As shown in FIGS. 6 (b) and 7 (b), after supporting the upper end of the article 1 with the jig 70, the operator presses the surface 2a of the main body 2 with the squeegee 71 to press the main body 2 with the jig 71. The squeegee 71 is moved from above to below while being pressed against the adherend surface 50a. As a result, the main body portion 2 is attached to the adherend surface 50a via the adhesive layer 4 while being deformed according to the shape of the adherend surface 50a (curved shape in this case). In this step, the operator can easily deform the main body 2 along the adherend surface 50a without applying an excessive pressing force. As shown in FIG. 7C, when the operator presses the surface 2a with the squeegee 71 to the lower end of the main body 2, the entire article 1 is attached to the adherend surface 50a, and the step of fixing is completed. To do.

Next, a method will be described when the article 1 has, for example, the end shapes shown in FIGS. 5 (b) and 5 (d). When the end portion of the sheet-shaped member 100 is bent into a U shape and the end portion of the plate-shaped adherend, which is a metal plate called hemming and is crushed without a gap, is involved in the construction, FIG. As shown in (a), the sheet-shaped member 100 is slid from the end side so that the U-shaped end surface of the sheet-shaped member 100 is finally inserted, and when it hits, the surface is pressed with a squeegee to be attached. As shown in FIG. 10B, when the adherend has a trapezoidal shape like an automobile center pillar, it may be slid so as to be inserted from the narrow side (upper end side) thereof. In either case, when the adhesive layer is an adhesive, the slipperiness with the surface of the adherend is obtained, which facilitates the construction. The non-adhesive component partially applied to the release liner is transferred to the surface of the adhesive layer to prevent the adhesive layer from coming into direct contact with the adherend to obtain slipperiness. It is pushed into the layer and the adhesive layer adheres to the adherend. Alternatively, the pressure-sensitive adhesive layer and the adherend can be placed on a pressure-sensitive adhesive layer other than the U-bent on a thin sheet having a peeling component on the surface or having fine irregularities on the surface to reduce the contact area. It is also possible to slide the sheet while preventing contact with the sheet, position the sheet, and then pull out the sheet to the side opposite to the U-shaped end to press the sheet.

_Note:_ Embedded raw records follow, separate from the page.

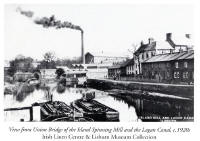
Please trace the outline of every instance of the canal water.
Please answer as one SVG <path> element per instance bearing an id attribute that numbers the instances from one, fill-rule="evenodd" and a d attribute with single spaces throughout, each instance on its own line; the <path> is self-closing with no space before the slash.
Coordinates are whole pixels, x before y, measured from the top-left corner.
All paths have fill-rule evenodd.
<path id="1" fill-rule="evenodd" d="M 53 100 L 63 101 L 70 105 L 76 99 L 82 97 L 82 93 L 86 91 L 95 91 L 95 100 L 107 105 L 119 112 L 120 122 L 134 122 L 138 120 L 136 110 L 134 106 L 130 106 L 123 100 L 119 100 L 113 96 L 110 96 L 107 92 L 95 90 L 91 88 L 65 88 L 62 92 L 59 92 L 57 88 L 52 89 Z M 13 95 L 4 95 L 4 108 L 16 108 L 31 106 L 35 102 L 45 102 L 49 100 L 49 95 L 46 90 L 35 89 L 32 93 L 23 95 L 20 99 Z M 4 112 L 5 121 L 19 121 L 20 118 L 28 121 L 30 119 L 28 111 L 14 111 Z"/>

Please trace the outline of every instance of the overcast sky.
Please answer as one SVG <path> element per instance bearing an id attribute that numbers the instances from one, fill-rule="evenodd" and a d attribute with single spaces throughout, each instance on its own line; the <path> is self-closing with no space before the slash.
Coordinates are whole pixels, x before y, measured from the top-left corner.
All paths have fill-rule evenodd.
<path id="1" fill-rule="evenodd" d="M 35 17 L 55 15 L 84 30 L 85 52 L 128 54 L 132 44 L 149 37 L 165 40 L 167 32 L 193 34 L 190 5 L 6 5 L 5 59 L 22 54 L 42 59 L 47 51 L 59 58 L 81 55 L 81 34 L 71 29 L 43 28 L 16 12 L 31 10 Z"/>

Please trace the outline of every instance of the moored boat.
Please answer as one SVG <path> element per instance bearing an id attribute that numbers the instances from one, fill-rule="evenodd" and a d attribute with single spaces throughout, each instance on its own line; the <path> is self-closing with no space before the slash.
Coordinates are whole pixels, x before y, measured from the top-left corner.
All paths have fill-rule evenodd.
<path id="1" fill-rule="evenodd" d="M 48 101 L 40 104 L 41 120 L 53 121 L 65 117 L 65 120 L 73 121 L 73 109 L 61 101 Z"/>
<path id="2" fill-rule="evenodd" d="M 84 117 L 89 117 L 95 121 L 119 121 L 119 112 L 96 100 L 94 92 L 83 94 L 82 99 L 75 100 L 71 106 L 83 113 Z"/>

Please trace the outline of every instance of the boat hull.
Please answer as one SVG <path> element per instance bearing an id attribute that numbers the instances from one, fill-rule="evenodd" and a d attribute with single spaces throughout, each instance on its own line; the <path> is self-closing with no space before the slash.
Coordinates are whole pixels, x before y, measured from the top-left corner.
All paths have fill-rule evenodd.
<path id="1" fill-rule="evenodd" d="M 71 106 L 84 117 L 94 119 L 94 121 L 119 121 L 119 112 L 96 100 L 84 101 L 82 99 L 71 103 Z"/>

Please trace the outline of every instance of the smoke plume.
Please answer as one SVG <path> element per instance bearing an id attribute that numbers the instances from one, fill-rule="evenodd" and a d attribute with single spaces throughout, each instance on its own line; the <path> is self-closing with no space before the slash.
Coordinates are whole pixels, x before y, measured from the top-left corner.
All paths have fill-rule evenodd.
<path id="1" fill-rule="evenodd" d="M 32 18 L 34 13 L 32 11 L 24 11 L 22 10 L 20 7 L 18 7 L 16 9 L 16 11 L 20 12 L 20 14 L 28 17 L 28 18 Z M 38 25 L 42 25 L 45 28 L 48 27 L 54 27 L 56 29 L 61 29 L 61 28 L 70 28 L 70 29 L 74 29 L 74 30 L 80 30 L 81 32 L 83 32 L 82 28 L 78 25 L 74 25 L 68 21 L 60 21 L 60 20 L 56 20 L 55 16 L 52 15 L 51 17 L 42 17 L 42 18 L 36 18 L 34 19 L 34 23 L 38 24 Z"/>
<path id="2" fill-rule="evenodd" d="M 55 27 L 56 29 L 70 28 L 70 29 L 82 31 L 81 27 L 78 25 L 73 25 L 72 23 L 70 23 L 68 21 L 61 22 L 60 20 L 56 20 L 54 15 L 52 15 L 49 18 L 43 17 L 41 19 L 35 19 L 34 22 L 36 24 L 40 24 L 46 28 L 48 28 L 48 27 Z"/>
<path id="3" fill-rule="evenodd" d="M 22 10 L 20 7 L 18 7 L 18 8 L 16 9 L 16 11 L 17 11 L 17 12 L 19 11 L 20 14 L 22 14 L 22 15 L 28 17 L 28 18 L 32 18 L 33 15 L 34 15 L 34 13 L 33 13 L 32 11 L 24 11 L 24 10 Z"/>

According to the article according to the present embodiment, the main body portion 2 is deformable according to the shape of the adherend surface 50a, does not substantially extend, and is attached to the adherend surface 50a via the adhesive layer 4. It can be fixed. That is, the main body 2 does not extend and deform even if the operator pulls the main body 2 when the main body 2 is attached to the adherend surface 50a. Further, since the main body 2 has a shape-retaining property, it is not necessary to keep pulling the main body 2 so as not to hang down due to its own weight. Further, since the main body 2 is given an appropriate degree of rigidity, it is deformed according to the shape of the adherend surface 50a and can be attached and fixed to the adherend surface 50a via the adhesive layer 4. Therefore, when the operator deforms the main body portion 2 according to the shape of the adherend surface 50a and attaches the article 1 to the adherend surface 50a, the main body is different from the case where the conventional extensibility film is used. It is not necessary to adjust the position by pulling and extending the portion 2. Since the end portion 3 has a surface 3a that forms a constant angle with respect to the surface 2a of the main body portion, the operator does not need to bend the end portion 3 at the time of pasting. Further, unlike the case where an article is formed by a method such as injection molding, it is not necessary to form the main body portion 2 in advance so as to correspond to the shape of the adherend surface 50a, and the adherend surface does not need to be formed. The article 1 can be attached to the adherend surface 50a regardless of the shape of the 50a. From the above, the article 1 can be easily attached to the adherend surface 50a, and the handleability of the article 1 can be improved. Further, since the adhesive layer is applied to at least the entire main plane of the adherend and adheres to the entire surface to create a space with the adherend, it is not necessary to make it thick and hard like a conventional garnish, and it can be configured as thin and light. , There is no need to make a hole on the adherend side.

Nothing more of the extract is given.